Die taten sich enorm schwer. Jan-Krzysztof Duda kam ein Bauer abhanden, Parham Maghsoodloo geriet in einen gefährlichen Königsangriff, und auf den unteren Brettern übersetzte sich der Elo- nicht in Stellungsvorteil. Verheißungsvoll sah es zwar bei Team-Säule Shakhriyar Mamedyarov aus, aber längst nicht klar, und auf der anderen Seite saß mit Luke McShane jemand, der sich erfindungsreich zu verteidigen weiß. 

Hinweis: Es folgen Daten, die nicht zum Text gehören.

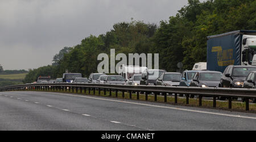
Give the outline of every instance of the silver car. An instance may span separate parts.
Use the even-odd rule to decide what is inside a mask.
[[[125,81],[121,76],[112,75],[108,76],[104,81],[104,83],[111,84],[125,84]]]

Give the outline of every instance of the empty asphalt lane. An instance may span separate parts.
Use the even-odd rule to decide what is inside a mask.
[[[0,94],[1,130],[256,130],[251,114],[71,94]]]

Alle drei genannten kritischen Partien - Duda, Maghsoodloo, Mamedyarov – liefen ideal für Viernheim. Duda hielt, Maghsoodloo ebenfalls, Mamedyarov gewann. Maghsoodloo leistete sich sogar die Kühnheit, einer Zugwiederholung auszuweichen, die die 4,5 Punkte besiegelt hätte. Maghsoodloo spielte weiter, und so wurde Duda zum Matchwinner. Sein zwischenzeitlich verlorenes Turmendspiel mit zwei Minusbauern vermochte er in ein haltbares gegen den f- und den h-Bauern zu verwandeln. Am Ende stand es 5:3 nach einem Kampf, der lange in Waage gewesen war.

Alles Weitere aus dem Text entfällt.